Custom Usage#

extract_skills.py combines the prediction of skills using code from skill_ner with the mapping of skills to a taxonomy using code from skill_ner_mapping.

This page explains more about the custom usage of this class including creating a custom config file and mapping to another taxonomy. To do this you will need to clone the repo. Please refer to the main documentation page for the development setup instructions for this package and the core usage.

Configuration files #

Core to the Extract Skills package, and in particular the taxonomy mapping functionality, is config files. These are included in the instantiation of the class, as so:

es = ExtractSkills(config_name="extract_skills_toy")

Predefined configurations #

There are currently three configurations available for running the skills extraction algorithm. These configurations contain information about parameter values, trained models and directory locations of stored data.

  1. extract_skills_toy - Configuration for a toy taxonomy example, useful for testing.

  2. extract_skills_esco - Configuration for extracting skills and matching them to the ESCO skills taxonomy. This configuration is correct to v1.1.1 of ESCO.

  3. extract_skills_lightcast - Configuration for extracting skills and matching them to the Lightcast skills taxonomy. This configuration is correct to the version of Lightcast as of 22/11/22.

If you are mapping to the ESCO skills taxonomy using extract_skills_esco.yaml, we reviewed the top 100 skills and ultimately hard coded 43 of the most common skills which were not well matched from a random sample of 100,000 job adverts in the Open Jobs Observatory project with the most appropriate skills from the taxonomy.

Configuration definitions #

Every predefined configuration includes the following parameters:

Parameter

Description

ner_model_path: str

The relative path to the NER model folder used to predict skill spans in job adverts.

taxonomy_name: str

The name of the taxonomy to map onto.

taxonomy_path: str

The relative path to the formatted taxonomy. Formatted taxonomy must be in .csv format.

clean_job_ads: bool, default=True

Whether to perform light text cleaning on job adverts or not. Text cleaning includes detecting and splitting camelcase in job adverts, replacing various characters and converting bullet points to full stops. Defaults to True.

min_multiskill_length: int

The minimum character length a predicted multi-skill sentence must be to apply splitting rules to.

(optional) taxonomy_embedding_file_name: str

The relative path to a taxonomy embedding file if it exists. If left unset the embeddings will be generated when the code is run.

(optional) prev_skill_matches_file_name: str

The relative path to a previous skill matches file if it exists.

(optional) hard_labelled_skills_file_name: str

The relative path to a hard labelled skills file if it exists.

(optional) hier_name_mapper_file_name: str

The relative path to a hierarchy name mapper file if it exists.

num_hier_levels: int

The number of levels in the skills taxonomy hierarchy.

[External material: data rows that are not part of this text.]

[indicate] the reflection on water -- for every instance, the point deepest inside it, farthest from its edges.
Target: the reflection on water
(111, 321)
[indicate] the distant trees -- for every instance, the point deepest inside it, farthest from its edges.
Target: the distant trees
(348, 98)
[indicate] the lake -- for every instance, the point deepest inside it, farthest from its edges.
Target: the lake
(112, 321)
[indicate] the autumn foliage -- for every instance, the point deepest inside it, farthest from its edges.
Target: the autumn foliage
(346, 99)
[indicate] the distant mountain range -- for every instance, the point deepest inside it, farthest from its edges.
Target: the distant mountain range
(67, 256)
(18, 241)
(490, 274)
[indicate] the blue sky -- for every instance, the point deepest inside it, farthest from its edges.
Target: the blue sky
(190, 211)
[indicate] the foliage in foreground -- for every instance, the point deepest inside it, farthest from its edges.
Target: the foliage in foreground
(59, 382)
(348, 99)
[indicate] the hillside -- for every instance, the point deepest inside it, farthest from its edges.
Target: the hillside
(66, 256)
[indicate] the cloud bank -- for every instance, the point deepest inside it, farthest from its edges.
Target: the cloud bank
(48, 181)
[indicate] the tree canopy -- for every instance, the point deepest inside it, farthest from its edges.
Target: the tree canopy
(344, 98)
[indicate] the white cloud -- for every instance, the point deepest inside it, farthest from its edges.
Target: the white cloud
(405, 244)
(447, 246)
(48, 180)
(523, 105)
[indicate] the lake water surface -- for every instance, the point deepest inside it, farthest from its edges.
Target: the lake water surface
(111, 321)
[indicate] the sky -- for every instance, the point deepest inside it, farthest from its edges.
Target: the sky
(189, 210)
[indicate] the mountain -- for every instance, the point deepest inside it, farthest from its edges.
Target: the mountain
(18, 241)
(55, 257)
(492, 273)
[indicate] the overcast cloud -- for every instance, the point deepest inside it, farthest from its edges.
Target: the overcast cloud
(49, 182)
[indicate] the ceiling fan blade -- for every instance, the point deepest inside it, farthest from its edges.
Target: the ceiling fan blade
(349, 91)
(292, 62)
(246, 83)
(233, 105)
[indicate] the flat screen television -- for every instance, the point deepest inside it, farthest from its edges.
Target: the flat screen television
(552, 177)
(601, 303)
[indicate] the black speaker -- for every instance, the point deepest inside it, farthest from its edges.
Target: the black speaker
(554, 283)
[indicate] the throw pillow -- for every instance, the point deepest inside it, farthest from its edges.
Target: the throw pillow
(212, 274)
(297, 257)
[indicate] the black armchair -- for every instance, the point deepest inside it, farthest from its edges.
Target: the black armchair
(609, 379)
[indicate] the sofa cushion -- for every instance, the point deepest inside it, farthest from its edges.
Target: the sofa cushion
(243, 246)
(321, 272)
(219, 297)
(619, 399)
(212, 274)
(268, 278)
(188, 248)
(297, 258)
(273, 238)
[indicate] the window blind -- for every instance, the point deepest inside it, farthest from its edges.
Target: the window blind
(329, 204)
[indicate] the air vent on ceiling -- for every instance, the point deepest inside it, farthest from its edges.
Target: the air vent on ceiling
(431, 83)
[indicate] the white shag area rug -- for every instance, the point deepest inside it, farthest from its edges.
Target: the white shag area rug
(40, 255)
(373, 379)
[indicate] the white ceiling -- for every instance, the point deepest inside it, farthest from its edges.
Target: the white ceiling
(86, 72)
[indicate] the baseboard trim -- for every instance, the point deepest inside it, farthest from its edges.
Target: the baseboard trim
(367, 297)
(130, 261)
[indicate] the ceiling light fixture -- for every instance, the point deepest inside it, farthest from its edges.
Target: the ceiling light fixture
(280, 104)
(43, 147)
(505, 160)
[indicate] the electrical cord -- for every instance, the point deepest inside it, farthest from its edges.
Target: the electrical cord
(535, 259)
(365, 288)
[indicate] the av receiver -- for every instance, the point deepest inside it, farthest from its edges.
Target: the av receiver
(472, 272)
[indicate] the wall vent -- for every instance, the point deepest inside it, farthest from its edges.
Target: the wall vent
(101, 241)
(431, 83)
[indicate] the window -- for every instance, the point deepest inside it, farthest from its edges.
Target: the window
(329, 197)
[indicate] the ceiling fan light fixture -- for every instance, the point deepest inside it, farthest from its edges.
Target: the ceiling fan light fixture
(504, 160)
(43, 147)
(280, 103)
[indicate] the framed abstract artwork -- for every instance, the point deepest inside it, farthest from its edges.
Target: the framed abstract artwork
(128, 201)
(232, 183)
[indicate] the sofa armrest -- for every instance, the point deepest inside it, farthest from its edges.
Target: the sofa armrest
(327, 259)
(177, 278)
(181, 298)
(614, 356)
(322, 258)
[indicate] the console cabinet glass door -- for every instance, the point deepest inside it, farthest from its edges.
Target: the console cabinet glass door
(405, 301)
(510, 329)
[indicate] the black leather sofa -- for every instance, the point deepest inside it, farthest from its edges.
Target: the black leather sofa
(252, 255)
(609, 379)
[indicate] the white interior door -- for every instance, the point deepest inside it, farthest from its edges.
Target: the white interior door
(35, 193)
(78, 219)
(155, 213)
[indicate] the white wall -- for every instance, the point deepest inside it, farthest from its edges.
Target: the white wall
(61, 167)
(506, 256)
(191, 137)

This can be set to 0 if the taxonomy has no levels.

skill_type_dict: dict

A dictionary that defines skill types and hierarchy types.

{ "skill_types": [A list of the values of the 'type' column which code skills], "hier_types": [A list of the values of the 'type' column which code skill groups, these need to be in order from least to most granular]}

match_thresholds_dict: dict

A dictionary that defines thresholds at each level of the skills taxonomy hierarchy. For example,

{"skill_match_thresh": 0.7, "top_tax_skills": {1: 0.5, 2: 0.5, 3: 0.5},“max_share”: {1: 0, 2: 0.2, 3: 0.2}}

See Model Card: Skills to Taxonomy Mapping for the details of what these thresholds represent.

skill_name_col: str

The name of the skill/hierarchy level description text column in formatted taxonomy .csv.

skill_id_col: str

Name of skill id column in formatted taxonomy .csv. Each row should contain a unique ID for the skill/hierarchy.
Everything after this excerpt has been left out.